Doğruları biraz daha kaybettik.

Mertliği biraz daha kaybettik.

Cesareti biraz daha kaybettik.

Amansızlığı, amasızlığı biraz daha kaybettik.

Heyecanı biraz daha kaybettik;

90 yaşına vardığımızda kaçımız 20'lik bir dimağla, enerjiyle, inançla, en önemlisi "hâlâ diri tutabildiğimiz" umutlarla kalem savaşı verebiliyor olacağız acaba.

O verdi.

Kendisi verdiği gibi bizim caydığımızı hissettiği anlarda, hiç gocunmadan, bunu iş, görev belleyip "böyle gitmeyeceğine", "bir şeyleri değiştirmenin elimizde olduğuna" inandırma seansları düzenledi bize uzun telefon konuşmalarında...

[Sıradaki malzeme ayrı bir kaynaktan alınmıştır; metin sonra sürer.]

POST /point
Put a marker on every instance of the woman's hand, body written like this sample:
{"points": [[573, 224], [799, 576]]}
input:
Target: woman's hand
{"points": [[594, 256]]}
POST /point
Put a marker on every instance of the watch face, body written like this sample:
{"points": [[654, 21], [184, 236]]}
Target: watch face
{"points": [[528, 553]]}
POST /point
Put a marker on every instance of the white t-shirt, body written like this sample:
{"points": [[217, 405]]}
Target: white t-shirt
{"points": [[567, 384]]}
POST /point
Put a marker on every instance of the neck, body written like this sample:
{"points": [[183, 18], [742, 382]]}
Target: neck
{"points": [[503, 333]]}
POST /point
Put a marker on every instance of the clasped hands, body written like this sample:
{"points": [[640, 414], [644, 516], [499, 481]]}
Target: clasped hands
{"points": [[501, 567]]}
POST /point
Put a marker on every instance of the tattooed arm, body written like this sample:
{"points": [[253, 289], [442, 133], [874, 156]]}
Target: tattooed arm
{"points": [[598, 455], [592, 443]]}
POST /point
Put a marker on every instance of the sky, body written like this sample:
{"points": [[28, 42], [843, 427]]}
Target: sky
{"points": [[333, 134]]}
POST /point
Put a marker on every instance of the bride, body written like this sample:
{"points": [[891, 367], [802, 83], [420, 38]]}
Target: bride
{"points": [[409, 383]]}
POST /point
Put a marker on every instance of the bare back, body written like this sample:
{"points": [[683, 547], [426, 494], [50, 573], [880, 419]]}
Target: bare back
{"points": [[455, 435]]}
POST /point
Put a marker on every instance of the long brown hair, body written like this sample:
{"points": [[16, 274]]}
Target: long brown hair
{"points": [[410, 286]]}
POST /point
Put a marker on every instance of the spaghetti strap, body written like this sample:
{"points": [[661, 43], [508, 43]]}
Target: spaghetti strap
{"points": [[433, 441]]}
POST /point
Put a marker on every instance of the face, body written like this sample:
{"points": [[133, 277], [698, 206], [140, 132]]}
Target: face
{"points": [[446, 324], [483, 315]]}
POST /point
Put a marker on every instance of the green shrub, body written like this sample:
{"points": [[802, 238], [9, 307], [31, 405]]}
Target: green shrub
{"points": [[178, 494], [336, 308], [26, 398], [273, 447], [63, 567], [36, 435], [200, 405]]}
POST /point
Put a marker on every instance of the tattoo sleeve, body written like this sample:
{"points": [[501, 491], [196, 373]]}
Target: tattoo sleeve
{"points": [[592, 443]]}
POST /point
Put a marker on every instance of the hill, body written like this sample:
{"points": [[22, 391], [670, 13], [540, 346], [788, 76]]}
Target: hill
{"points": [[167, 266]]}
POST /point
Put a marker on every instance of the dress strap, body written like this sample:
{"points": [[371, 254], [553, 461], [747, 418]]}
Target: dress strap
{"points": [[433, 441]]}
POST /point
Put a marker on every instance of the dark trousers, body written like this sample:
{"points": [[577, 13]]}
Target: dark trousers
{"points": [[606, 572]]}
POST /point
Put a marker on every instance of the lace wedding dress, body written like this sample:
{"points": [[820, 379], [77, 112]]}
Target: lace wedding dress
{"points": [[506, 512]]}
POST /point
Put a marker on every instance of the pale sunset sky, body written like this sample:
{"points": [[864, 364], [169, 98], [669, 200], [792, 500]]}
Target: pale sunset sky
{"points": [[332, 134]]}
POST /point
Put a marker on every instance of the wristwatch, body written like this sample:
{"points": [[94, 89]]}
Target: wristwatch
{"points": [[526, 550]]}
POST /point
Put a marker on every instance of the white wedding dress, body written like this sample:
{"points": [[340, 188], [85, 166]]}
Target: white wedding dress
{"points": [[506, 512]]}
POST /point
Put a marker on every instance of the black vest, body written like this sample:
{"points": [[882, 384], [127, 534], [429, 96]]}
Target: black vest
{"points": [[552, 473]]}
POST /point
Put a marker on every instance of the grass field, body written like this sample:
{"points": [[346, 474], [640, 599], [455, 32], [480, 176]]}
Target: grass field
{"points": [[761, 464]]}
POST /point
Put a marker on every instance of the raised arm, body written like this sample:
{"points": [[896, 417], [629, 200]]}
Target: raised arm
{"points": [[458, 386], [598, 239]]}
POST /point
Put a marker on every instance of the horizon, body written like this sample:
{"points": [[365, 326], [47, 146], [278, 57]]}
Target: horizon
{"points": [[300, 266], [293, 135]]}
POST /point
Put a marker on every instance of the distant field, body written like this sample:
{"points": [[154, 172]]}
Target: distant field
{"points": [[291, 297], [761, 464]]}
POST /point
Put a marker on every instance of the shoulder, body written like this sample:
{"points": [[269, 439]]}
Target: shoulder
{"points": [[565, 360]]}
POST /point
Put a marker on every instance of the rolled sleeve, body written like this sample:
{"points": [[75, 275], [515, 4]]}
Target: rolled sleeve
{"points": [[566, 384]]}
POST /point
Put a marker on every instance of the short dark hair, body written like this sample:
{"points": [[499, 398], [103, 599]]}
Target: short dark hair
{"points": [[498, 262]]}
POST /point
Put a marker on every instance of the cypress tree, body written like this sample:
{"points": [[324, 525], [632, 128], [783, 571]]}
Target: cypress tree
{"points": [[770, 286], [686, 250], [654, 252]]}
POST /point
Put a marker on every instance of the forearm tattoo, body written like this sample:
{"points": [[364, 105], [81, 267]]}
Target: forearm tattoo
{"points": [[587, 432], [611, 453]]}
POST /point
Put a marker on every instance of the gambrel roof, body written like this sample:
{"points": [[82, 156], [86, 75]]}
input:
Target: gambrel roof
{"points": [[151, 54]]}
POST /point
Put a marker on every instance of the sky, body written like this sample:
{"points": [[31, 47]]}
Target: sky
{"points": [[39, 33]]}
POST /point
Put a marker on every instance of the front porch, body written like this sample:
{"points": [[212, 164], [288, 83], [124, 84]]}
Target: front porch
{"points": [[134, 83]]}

Övgüyle... Takdirle... Gururlandırarak... Onurlandırarak... Bu sıfatların bir kere yüklendiği kaleme halel getirmeme sorumluluğunu yükleyerek omuzlarımıza; dik durmaya mahkum eden büyüklerimden biriydi -dikse sahiden kalemim- kendi adıma beni...

Minnettarım.

Çok özleyecek, çok arayacağım...

Ve "hayat"ın bir "olmak ya da olmamak savaşı" olduğu uyarısını hiç unutmayacağım;

"Evet, hayat bir mücadeledir, herkes için. Ya tehlikeleri göze alıp mücadele eder ve makus talihinizi yenersiniz. Ya da yenik düşersiniz..."

Ya olursunuz, ya da olmaz...

Söz veriyorum Altemur Amca, elim şu kalemi tuttuğu müddetçe "olmak" için olacak uğraşım...

***

Sen de mi Brütüs(!)

-----

Altemur Kılıç, son yazılarından birinde yazmıştı:

"Tarih boyunca her ülkenin kendine has hainleri, küstahları ve 'Brütüs'leri çıkmıştır ve çıkacaktır da..."

Asıl olan sizin Brütüs'lere "sen de mi" demekten başka ne yaptığınızda!

***

Yassıada mağduruydu

------

"Kılıç Ali'nin oğlu olmak" suçundan çok hakarete, saldırıya uğramışlığı vardır Altemur Amca'nın...

Saldırganlarının çoğu siyaseten Menderes'in gömleğine sarılırlar ama ne hikmetse Altemur Kılıç'ın da Menderes ve arkadaşlarıyla birlikte Yassıada'da yargılanmış "orantısız demokrasi mağdurları(!)"ndan olduğu gerçeğini atlarlar.

***

Nasihat...

--------

Şeyh Edebali'nin Osman Gazi'ye nasihatı kadar süksesi olur mu bilmem malum çevrelerde...

Misli Baydoğan'ın yeni kitabı Hû Diyen Karga'daki "Selçuklu Hikayeleri"nden aktarıyorum, buyurun bu da Dukak Bey'in oğlu Selçuk (Bey)'a nasihatı:

 "Bir gün gelir ki iki nehrin arasına inmek istersin. Sulak ovaları, gür ormanları, besili hayvanları özlersin. Kendi adınla, kendi ilini yurt tutmaya, tuttuğunu dikmeye, soyunu soylamaya, boyunu boylamaya niyetlenirsin. Bilesin ki il tutmak sade kılıç zoruyla, kol gücüyle olmaz. Güney illeri artık İslam halifesinin ordularına komşudur. Onlar sade komşu değil, halifenin yolunda gaza edenlerdendir. Güneye bir yapı gibi inersen, halifenin Tanrısına da savaş açmış olursun. Bir Tanrı karşısında kılıçla kazanılacak zafer yoktur. Bunu düşün ve Tanrı ile savaşmadan il tutmanın yolunu bul."

Ne dersiniz, güneyimizde, güneydoğumuzda, doğumuzda haritaları insanların inançlarını kılıçla yenerek değiştirmeye yeltenenlere ibret olur mu bugünlerde?